Now the tricky thing is words can be in every direction (up to down, down to up, left to right, right to left). I have written most of the code but keep getting errors and it only can check if the word exists from left to right.
#include <stdio.h>
#define COLUNM 12
#define ROW 15
int computeLength (char str[50]) {
int i;
for (i = 0; str[i] != '\0'; ++i) {
}
return i;
}
int findString(char matrix[ROW][COLUNM], char string[], int length) {
int i = 0, j, k = 0, searchlenght = 0;
length = computeLength(string);
for (j = 0; j < ROW; j++) {
if (matrix[j][k] == string[k]) {
searchlenght++;
}
}
i++;
if (searchlength == length) {
return i;
}
}
int main() {
int i, j = 0;
char matrix[ROW][COLUNM];
char string[50];
int b = 1;
for (i = 0; i < ROW; i++) {
printf("Enter line %d of the puzzle :\n", i + 1);
scanf("%s", &matrix[j][i]);
j++;
}
while (b > 0) {
printf("Enter the string to be searched in the puzzle:\n");
scanf("%s", &string[50]);
if ((string[0] != 'q') || (string[0] != 'Q')) {
b = 0;
}
}
return 0;
}
I don't think this is so hard to implement with python but I'm so unfamiliar with C that I keep getting errors and warnings.
Only part that needs work is findString function. Don't bother with input as I will test it myself.
Could you please help?
**The only part that does not work is length=computeLength(str1); thşs when I enter computeLength("Shout") it returns 5 but in this piece of code it returns 2 which messes up the result **
int findString(char matrix[ROW][COLUNM],char str1[],int length){
int i,j,wordcounting;
int true=1;
length=computeLength(str1);
printf("%d",length);
for(j=0;j<ROW;j++){
if(matrix[i][j]==str1[0]){
for(wordcounting=1;wordcounting<length;wordcounting++){
if((matrix[i][j+wordcounting]!=str1[wordcounting])){
true=0;
break;
}
}
}
i++;}
if(true==1){return (i-length);}
}
When I say printf("%d",computeLength(string)); even before ı input a string it becomes 2
Here is a loooooooog answer where I explain the more I can your problems, how to solve them, and finally how to implement the search step by step up to a final solution.
Have a good reading !
There a lot of problems in your code, first it cannot be compiled.

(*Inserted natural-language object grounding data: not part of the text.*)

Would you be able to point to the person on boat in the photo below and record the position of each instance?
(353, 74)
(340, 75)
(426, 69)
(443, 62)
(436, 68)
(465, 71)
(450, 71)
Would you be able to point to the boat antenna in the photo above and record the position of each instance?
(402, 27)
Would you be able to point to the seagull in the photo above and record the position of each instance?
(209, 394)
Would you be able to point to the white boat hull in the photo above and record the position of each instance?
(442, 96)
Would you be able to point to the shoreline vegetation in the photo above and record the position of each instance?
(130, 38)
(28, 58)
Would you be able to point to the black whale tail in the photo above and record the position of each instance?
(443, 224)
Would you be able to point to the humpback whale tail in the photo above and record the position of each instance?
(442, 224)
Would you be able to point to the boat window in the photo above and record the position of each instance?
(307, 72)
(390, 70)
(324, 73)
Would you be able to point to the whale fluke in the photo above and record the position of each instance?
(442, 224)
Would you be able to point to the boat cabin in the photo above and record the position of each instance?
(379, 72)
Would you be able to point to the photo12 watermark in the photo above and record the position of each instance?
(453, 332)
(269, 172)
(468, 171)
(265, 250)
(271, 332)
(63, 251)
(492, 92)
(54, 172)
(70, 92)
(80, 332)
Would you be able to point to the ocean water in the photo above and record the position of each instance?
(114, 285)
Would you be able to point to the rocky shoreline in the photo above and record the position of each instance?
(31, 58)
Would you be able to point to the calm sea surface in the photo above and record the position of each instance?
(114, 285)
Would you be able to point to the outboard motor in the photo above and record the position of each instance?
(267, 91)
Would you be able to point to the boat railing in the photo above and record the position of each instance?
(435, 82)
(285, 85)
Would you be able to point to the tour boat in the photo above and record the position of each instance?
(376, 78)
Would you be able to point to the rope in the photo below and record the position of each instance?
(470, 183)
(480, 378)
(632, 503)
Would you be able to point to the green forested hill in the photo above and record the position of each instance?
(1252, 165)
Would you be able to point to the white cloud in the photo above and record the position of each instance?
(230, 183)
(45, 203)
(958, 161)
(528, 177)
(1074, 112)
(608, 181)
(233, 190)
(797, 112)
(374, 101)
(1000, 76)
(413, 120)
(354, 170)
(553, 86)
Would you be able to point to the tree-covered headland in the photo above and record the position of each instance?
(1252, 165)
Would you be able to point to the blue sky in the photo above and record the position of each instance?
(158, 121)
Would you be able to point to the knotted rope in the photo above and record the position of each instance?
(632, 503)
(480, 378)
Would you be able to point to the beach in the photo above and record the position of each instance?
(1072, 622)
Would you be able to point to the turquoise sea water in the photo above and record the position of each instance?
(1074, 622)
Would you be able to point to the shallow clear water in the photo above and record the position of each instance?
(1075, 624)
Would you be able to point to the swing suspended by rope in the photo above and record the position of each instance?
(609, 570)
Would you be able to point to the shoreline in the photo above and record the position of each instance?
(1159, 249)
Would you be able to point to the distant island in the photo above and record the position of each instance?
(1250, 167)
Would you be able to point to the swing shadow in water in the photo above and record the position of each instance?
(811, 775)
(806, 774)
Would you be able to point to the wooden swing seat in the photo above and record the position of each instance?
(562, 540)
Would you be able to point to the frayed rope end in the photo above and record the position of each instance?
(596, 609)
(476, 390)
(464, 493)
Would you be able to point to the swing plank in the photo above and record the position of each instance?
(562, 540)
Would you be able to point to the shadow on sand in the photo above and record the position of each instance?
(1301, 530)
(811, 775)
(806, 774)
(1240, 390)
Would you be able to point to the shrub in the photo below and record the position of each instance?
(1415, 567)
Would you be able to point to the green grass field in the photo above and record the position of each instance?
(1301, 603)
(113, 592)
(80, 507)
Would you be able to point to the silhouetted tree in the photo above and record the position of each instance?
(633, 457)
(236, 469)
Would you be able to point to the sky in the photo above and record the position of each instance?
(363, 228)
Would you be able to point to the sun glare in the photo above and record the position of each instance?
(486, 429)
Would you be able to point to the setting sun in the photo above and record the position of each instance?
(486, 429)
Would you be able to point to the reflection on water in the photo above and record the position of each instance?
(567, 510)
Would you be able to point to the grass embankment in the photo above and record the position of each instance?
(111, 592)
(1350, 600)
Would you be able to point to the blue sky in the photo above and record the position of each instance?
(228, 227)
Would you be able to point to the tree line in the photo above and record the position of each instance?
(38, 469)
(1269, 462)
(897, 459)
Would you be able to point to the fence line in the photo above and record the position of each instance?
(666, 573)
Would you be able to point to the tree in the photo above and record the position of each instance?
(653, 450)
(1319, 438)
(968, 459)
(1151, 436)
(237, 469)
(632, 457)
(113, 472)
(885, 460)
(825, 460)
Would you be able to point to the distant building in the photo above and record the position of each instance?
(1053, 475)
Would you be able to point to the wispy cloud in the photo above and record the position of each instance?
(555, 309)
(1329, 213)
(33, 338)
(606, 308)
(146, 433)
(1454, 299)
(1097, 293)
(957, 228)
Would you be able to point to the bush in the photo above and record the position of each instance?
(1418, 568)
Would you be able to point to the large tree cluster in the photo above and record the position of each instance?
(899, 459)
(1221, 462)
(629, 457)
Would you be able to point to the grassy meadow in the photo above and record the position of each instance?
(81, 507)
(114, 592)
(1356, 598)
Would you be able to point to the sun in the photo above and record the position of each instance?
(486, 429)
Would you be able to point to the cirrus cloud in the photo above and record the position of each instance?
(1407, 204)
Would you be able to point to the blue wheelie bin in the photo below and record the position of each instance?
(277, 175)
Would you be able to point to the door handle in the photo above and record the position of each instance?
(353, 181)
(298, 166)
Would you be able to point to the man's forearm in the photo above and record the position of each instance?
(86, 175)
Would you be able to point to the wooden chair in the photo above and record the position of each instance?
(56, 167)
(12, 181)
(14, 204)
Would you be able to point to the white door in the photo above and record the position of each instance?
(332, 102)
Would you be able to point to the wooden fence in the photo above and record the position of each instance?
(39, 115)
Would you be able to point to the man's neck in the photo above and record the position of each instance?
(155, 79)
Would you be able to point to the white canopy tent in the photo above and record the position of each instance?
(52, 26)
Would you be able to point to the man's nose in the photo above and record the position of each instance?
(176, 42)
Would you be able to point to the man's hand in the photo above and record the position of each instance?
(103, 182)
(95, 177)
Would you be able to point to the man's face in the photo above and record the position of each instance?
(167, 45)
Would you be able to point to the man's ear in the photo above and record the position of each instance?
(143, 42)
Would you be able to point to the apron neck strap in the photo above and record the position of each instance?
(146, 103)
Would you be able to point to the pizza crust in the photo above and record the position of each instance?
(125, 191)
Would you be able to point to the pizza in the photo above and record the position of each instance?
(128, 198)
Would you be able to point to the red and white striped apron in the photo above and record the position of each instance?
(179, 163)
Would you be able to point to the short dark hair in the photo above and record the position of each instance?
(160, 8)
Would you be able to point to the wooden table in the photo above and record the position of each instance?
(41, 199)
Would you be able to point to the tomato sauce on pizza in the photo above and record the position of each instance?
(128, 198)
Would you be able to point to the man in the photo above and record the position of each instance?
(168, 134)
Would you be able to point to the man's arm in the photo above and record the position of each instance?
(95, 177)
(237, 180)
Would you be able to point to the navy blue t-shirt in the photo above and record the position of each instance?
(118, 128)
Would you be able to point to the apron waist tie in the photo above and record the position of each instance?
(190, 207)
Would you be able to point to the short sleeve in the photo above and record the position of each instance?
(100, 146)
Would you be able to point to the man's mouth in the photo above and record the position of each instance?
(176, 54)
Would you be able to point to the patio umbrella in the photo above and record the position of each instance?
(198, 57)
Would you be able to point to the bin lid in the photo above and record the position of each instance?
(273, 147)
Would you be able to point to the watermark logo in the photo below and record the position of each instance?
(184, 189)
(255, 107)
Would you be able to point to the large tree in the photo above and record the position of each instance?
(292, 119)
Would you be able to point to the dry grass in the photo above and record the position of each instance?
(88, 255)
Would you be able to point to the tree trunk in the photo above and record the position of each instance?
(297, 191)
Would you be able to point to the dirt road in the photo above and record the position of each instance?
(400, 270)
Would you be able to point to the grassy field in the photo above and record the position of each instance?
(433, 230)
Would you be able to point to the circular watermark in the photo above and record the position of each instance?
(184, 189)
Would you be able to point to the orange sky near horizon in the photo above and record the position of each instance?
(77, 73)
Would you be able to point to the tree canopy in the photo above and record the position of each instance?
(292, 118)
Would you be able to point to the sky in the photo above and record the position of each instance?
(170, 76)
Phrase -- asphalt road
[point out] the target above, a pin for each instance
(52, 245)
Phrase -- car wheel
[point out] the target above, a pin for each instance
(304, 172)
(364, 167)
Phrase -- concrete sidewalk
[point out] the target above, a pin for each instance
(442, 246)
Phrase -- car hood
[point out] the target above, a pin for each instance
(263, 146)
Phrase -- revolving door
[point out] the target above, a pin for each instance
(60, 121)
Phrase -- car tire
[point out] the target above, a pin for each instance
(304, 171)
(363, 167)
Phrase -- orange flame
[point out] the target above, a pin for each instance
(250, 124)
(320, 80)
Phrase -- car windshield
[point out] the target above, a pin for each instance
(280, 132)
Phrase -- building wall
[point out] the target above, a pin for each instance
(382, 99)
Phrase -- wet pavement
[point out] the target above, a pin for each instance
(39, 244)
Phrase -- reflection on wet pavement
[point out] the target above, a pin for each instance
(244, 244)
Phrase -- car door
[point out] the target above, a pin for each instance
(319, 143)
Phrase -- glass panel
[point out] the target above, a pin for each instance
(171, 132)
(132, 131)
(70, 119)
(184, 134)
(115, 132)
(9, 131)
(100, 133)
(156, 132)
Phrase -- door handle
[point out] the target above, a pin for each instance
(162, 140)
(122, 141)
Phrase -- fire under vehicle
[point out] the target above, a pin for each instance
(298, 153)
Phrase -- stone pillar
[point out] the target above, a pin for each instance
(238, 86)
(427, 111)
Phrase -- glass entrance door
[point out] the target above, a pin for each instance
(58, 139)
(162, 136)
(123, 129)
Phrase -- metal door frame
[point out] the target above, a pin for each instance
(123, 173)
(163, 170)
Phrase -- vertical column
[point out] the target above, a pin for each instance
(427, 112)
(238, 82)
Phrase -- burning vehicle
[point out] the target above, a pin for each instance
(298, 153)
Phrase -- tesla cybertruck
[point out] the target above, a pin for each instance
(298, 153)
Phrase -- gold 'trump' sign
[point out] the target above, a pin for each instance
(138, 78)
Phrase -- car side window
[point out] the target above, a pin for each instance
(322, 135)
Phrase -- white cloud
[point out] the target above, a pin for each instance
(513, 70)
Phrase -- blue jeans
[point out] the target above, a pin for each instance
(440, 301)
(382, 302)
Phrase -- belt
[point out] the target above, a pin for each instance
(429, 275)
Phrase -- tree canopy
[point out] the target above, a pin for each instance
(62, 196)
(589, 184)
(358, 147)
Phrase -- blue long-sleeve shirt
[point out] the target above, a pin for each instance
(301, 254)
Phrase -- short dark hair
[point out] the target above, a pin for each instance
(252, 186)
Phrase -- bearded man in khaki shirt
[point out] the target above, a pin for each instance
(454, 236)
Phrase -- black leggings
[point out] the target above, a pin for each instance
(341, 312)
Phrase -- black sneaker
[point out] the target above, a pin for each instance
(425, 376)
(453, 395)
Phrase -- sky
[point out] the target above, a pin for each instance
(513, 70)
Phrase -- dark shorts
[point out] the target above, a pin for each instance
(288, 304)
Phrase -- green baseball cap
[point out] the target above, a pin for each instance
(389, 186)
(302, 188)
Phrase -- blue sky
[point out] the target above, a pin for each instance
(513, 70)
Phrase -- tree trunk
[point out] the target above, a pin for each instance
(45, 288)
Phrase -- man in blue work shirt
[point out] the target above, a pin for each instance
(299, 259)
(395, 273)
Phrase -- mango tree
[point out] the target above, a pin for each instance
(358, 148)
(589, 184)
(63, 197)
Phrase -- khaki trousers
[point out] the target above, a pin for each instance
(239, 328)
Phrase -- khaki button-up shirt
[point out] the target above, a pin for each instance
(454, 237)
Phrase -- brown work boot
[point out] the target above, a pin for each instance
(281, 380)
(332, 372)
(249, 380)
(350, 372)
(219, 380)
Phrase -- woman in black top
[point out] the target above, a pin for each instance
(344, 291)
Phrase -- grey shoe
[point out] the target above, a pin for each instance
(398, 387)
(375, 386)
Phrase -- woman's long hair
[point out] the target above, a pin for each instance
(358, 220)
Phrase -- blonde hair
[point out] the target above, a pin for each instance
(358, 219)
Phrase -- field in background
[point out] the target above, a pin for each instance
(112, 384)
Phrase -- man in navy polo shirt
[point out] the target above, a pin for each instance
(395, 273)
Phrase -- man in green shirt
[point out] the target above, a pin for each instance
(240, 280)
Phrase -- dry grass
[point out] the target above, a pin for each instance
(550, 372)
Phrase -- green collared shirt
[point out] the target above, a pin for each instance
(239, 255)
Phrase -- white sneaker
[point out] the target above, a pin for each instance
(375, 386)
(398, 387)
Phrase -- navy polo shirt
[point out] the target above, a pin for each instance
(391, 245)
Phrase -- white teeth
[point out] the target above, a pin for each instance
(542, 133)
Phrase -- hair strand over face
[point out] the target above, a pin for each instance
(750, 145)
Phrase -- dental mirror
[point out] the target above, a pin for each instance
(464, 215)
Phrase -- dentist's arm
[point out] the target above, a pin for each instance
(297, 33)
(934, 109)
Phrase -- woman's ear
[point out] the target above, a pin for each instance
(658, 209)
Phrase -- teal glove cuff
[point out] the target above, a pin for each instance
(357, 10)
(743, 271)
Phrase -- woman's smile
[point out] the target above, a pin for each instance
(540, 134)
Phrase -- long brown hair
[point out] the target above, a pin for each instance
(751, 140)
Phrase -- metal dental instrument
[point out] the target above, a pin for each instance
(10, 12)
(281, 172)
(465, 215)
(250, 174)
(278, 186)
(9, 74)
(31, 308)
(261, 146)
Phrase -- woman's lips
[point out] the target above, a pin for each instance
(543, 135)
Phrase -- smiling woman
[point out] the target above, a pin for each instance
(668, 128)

The line 29 is invalid, replace
int findString(char matrix[ROW][COLUNM],char string[15],int computeLength(string[15])){
by
int findString(char matrix[ROW][COLUNM], char string[15])
Note also the size 15 is useless you can use char string[] or char * string for the parameter string
The line 39 is invalid, replace
if(count==computeLength(string[15])){
by
if(count==computeLength(string)){
Now you can compile your program, but this not enough.
Some problems in main.
You exchanged the indexes in the line
scanf("%s",&matrix[j][i]);
It can be replaced by
scanf("%s",&matrix[i][0]);
(I used 0 rather than j because it is more clear, that does not ask us to check j values 0)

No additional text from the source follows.